Serena Bortone cancellata dalla Rai. Il suo talk ‘Che Sarà…’ pare proprio non essere stato riconfermato nella prossima stagione tv. A piangerlo, pochissimi spettatori effettivi. Il programma ha chiuso la prima edizione con una media del 3,88 % di share, ben al di sotto delle aspettative di Rai 3. Questo è un dato importante. Lo è perché, scorrendo X, pare che il format sia stato colonna portante dell’informazione nell’ultimo anno. Non proprio. La trasmissione ha ottenuto rilevanza (sempre social, non lato Auditel) dal 20 aprile scorso, ossia verso fine stagione, grazie al caso Scurati. Lo scrittore avrebbe dovuto, come da denuncia Instagram della stessa conduttrice, prodursi in un monologo sulla Liberazione in puntata. Monologo tolto dalla scaletta, “senza spiegazioni”.

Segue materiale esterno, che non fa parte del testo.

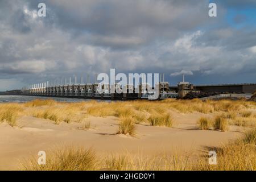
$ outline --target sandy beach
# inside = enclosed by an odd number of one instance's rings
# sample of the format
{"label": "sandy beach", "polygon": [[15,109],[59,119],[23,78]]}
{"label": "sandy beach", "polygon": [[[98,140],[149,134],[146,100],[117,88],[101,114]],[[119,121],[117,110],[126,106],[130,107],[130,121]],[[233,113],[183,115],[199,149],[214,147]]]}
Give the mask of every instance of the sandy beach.
{"label": "sandy beach", "polygon": [[[255,109],[251,110],[256,111]],[[221,147],[243,135],[242,126],[229,126],[226,132],[199,128],[200,118],[213,118],[217,112],[182,113],[175,109],[169,112],[174,121],[173,127],[150,126],[142,122],[135,124],[134,136],[117,134],[119,121],[115,116],[89,115],[86,121],[90,126],[85,129],[84,122],[56,125],[50,119],[22,115],[13,127],[6,122],[0,123],[0,169],[18,169],[20,160],[36,156],[39,151],[47,151],[60,146],[90,147],[102,156],[129,152],[193,158],[207,155],[211,147]]]}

E così ecco lo scandalo: si è parlato di censura, di Serena Bortone come ultimo baluardo di Resistenza a ‘TeleMeloni’. Da quel giorno, la nostra non ha perso occasione per lasciare intendere pressioni da parte dei vertici, ergendosi a simbolo di lotta al fascismo dominante. Proviamo a ragionare al di fuori di qualunque ‘tifoseria’. Basandoci soltanto su ciò che è e resta verificabile in modo concreto: abbiamo la parola di Bortone e quella della Rai (che sostiene non ci sia stata alcuna censura). E quindi, concretamente, possiamo solo ‘credere’ a chi tra le due parti ci ispira più fiducia. Non c’è alcuna prova tangibile di come siano andate le cose. La narrazione, comunque, resta conveniente solo per uno dei due ‘litiganti’. Vediamo come mai…

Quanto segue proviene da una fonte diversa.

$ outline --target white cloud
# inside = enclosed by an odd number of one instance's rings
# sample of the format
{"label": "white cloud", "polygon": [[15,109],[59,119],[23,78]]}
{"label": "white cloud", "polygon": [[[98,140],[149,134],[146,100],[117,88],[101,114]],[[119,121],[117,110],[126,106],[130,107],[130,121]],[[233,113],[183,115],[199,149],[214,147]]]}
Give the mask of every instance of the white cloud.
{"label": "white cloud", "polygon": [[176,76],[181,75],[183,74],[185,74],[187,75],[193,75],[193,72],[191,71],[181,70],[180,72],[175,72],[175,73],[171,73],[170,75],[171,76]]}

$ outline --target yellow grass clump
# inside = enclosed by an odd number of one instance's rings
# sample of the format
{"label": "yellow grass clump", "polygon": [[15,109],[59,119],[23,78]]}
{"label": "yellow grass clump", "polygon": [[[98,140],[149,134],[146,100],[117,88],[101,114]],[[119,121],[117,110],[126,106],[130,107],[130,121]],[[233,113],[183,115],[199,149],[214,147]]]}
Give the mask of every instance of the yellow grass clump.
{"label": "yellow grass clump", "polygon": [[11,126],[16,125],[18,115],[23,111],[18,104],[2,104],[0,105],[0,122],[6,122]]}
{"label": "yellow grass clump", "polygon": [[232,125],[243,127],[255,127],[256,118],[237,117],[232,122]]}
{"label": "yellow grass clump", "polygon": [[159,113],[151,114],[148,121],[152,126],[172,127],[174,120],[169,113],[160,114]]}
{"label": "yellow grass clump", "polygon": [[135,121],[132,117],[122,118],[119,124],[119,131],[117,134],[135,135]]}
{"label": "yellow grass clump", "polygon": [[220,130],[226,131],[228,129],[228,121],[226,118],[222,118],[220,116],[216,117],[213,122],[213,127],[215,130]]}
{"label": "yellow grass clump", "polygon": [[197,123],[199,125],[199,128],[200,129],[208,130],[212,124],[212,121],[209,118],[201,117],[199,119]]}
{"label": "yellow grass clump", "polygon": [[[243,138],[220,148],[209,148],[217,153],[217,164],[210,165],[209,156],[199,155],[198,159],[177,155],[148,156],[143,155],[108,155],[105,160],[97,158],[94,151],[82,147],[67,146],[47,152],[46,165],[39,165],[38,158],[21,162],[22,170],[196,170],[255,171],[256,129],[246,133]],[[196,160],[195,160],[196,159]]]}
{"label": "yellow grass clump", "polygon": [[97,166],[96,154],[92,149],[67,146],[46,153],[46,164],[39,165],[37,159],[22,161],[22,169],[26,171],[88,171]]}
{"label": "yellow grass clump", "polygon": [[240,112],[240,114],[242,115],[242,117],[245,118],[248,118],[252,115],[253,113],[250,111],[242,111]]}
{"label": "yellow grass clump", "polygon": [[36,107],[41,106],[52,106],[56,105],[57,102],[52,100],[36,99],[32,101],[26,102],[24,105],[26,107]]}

Serena Bortone e quella narrazione molto conveniente
‘Che Sarà…’ di Serena Bortone non è stato un programma di successo. Al netto delle schiere di ‘nostalgici’ social che gridano al ‘Governo Fascio!’, gli ascolti dell’intera stagione sono stati risibili. Numeri alla mano, sarebbe scomparso dai palinsesti di Rai 3 per questa ragione, senza grossi sconquassi. Anzi, arriviamo a dire che se ne sarebbero accorti in pochi. E che questo, forse, lo sapeva benissimo Bortone in primis. Così, riguardandolo col senno di poi, torna oggettivamente molto conveniente quel suo post Instagram del 20 aprile in cui ‘denuncia’ la censura di Scurati. Può essere la Rai così ‘fascia’, ma soprattutto così fessa, da impedire un monologo sulla Liberazione a pochi giorni dal 25 aprile? Un monologo di tre, massimo cinque minuti. Un monologo che, tra l’altro, avrebbe visto qualche spicciolata di spettatori. A che pro? L’unica ad aver ottenuto risultati (ottimi) dalla bagarre è proprio Serena Bortone. Dritta sulla digital cover di Vanity Fair con claim ‘Resistenza’, è diventata un caso, il caso sulla bocca di tutti. E lo è ancora oggi, specie alla notizia del mancato rinnovo del suo programma. Programma che, lo ricordiamo, sarebbe stato cancellato lo stesso per bassi ascolti.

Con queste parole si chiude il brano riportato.